The runoff will be something of a rematch of the Republican runoff for the seat in 2018, when Ron Wright defeated Ellzey to represent the district, which includes Arlington and parts of Tarrant County, along with Ellis and Navarro counties to the south.
Susan Wright has been endorsed by Donald Trump. Ellzey has the support of Texas Governor Greg Abbott, who will set the date for the runoff.

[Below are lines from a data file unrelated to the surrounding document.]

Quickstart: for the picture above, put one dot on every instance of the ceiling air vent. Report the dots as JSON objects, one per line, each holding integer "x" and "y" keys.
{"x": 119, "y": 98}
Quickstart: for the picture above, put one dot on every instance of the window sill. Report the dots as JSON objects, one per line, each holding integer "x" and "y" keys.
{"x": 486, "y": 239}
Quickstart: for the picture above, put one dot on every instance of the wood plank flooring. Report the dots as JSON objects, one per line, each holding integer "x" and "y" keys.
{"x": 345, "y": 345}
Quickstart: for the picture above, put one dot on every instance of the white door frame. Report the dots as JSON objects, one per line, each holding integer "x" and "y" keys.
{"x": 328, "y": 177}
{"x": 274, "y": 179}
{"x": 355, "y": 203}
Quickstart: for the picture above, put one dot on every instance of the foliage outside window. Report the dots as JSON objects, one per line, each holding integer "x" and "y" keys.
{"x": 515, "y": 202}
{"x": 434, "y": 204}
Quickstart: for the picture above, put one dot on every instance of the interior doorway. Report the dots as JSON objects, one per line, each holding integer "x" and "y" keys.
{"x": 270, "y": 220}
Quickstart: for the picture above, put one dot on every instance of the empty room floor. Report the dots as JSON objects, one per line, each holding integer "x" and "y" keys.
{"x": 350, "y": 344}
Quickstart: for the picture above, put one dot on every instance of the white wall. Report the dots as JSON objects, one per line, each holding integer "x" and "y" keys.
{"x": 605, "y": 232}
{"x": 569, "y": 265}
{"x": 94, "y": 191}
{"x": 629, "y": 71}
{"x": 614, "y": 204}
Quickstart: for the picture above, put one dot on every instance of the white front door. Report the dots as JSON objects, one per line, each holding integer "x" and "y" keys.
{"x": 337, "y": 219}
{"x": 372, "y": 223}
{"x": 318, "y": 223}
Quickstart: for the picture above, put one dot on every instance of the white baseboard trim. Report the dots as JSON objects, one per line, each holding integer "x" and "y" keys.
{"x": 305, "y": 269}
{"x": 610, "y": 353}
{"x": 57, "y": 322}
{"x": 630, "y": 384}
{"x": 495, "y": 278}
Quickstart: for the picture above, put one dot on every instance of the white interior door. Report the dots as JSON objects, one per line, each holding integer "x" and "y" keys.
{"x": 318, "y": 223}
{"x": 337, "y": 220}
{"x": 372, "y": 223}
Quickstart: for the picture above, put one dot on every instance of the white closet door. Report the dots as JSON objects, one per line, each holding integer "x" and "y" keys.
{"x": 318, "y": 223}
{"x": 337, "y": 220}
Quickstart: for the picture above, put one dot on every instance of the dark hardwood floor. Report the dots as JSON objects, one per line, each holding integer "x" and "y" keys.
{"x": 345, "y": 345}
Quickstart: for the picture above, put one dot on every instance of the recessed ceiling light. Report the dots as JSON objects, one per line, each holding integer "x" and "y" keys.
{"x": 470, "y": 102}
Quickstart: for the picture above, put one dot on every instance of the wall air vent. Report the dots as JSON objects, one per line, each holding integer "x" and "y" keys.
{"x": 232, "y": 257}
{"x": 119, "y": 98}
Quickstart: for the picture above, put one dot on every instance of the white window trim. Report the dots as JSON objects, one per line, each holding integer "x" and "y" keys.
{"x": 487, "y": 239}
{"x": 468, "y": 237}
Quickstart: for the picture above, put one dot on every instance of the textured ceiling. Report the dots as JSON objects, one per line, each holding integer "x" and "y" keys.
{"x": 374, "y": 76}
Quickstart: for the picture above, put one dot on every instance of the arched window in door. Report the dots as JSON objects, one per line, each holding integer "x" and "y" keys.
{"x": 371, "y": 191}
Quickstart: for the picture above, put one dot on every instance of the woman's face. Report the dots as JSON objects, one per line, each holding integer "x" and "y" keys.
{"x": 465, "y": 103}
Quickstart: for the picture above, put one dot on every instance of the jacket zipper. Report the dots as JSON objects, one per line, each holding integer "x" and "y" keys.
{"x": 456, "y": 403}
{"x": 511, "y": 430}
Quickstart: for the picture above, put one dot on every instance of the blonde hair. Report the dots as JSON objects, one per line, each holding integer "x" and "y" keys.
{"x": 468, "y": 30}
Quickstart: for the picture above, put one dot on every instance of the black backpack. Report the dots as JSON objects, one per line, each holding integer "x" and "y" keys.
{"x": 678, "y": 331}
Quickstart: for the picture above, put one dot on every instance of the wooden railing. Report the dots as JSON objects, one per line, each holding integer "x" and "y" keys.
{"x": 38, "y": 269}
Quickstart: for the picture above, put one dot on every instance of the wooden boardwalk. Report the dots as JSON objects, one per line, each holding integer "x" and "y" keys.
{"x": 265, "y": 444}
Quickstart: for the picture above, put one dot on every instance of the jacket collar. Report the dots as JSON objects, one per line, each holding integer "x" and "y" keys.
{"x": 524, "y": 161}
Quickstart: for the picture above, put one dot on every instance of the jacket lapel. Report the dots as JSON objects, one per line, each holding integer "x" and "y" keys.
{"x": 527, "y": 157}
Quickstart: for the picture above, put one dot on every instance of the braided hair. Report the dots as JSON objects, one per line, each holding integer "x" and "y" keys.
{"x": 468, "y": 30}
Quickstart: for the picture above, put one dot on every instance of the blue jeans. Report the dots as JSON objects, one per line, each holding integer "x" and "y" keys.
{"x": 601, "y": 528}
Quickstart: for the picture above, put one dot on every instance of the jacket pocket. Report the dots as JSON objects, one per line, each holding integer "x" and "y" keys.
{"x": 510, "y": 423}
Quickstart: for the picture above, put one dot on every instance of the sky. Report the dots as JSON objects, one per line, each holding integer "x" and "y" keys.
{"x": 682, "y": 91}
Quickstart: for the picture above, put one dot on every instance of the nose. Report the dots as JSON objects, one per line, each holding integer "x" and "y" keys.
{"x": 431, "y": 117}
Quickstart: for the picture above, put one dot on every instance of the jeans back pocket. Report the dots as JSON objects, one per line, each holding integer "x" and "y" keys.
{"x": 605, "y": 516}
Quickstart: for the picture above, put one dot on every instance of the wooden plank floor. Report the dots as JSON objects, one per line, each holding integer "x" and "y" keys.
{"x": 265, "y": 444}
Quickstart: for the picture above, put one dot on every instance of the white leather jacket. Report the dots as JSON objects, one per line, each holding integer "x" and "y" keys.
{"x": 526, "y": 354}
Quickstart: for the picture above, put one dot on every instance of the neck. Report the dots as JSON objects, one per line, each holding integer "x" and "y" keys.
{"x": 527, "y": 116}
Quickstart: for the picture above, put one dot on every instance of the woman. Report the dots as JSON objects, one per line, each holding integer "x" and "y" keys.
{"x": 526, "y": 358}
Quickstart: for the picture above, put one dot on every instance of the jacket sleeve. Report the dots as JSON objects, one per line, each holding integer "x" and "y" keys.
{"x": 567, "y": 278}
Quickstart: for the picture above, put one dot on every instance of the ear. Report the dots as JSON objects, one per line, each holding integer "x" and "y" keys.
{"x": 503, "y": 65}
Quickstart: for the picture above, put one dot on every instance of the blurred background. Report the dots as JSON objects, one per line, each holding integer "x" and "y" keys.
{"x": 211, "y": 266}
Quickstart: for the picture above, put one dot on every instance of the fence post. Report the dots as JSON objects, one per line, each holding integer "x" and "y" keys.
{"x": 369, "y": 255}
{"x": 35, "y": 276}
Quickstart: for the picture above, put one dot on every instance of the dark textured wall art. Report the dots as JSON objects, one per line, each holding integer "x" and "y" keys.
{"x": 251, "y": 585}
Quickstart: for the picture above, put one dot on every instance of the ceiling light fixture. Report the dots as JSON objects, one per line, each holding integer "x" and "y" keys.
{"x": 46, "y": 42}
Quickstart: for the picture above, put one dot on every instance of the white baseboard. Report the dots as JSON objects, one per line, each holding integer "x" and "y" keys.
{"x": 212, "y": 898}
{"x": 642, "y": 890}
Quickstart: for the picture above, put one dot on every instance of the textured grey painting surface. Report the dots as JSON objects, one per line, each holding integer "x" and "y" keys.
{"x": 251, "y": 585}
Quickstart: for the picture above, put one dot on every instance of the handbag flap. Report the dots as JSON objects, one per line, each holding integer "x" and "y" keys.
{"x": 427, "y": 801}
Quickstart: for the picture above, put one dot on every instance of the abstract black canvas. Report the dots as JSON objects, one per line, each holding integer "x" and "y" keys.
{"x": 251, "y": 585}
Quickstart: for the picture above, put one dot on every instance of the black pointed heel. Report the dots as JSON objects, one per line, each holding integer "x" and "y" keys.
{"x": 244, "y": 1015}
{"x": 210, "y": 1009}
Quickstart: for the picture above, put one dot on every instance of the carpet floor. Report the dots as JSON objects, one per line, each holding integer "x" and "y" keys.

Sanchez had been the Democratic nominee against Ron Wright in 2018, a race chronicled in the Showtime documentary “Surge.” But this time around, she was unable to coalesce enough of the Democratic vote to win a spot in the all-party contest, with the second and third-place Democrats in the field — Shawn Lassiter and Lydia Bean — winning nearly 10,000 votes between them.
The race — the second special election for a Republican-held seat since Trump’s loss in November — drew national attention due to a number of colorful candidates who entered the wide-open contest.
Dan Rodimer, a former professional wrestler who was the unsuccessful Republican nominee for a House seat in the Las Vegas area in 2020, parachuted into Texas to try again, airing an ad in which he carried an assault rifle and vowed to “strip power” from President Joe Biden and House Speaker Nancy Pelosi — a stance that raised eyebrows in the wake of the Jan. 6 assault on the U.S. Capitol by a pro-Trump mob.
He finished in 11th place.
Sery Kim, a Korean-American who served in the Small Business Administration under Trump, drew criticism when she said during a forum that she did not want Chinese immigrants in the United States “at all” and blamed them for bringing COVID-19 into the United States.
She won just 888 votes and finished 16th.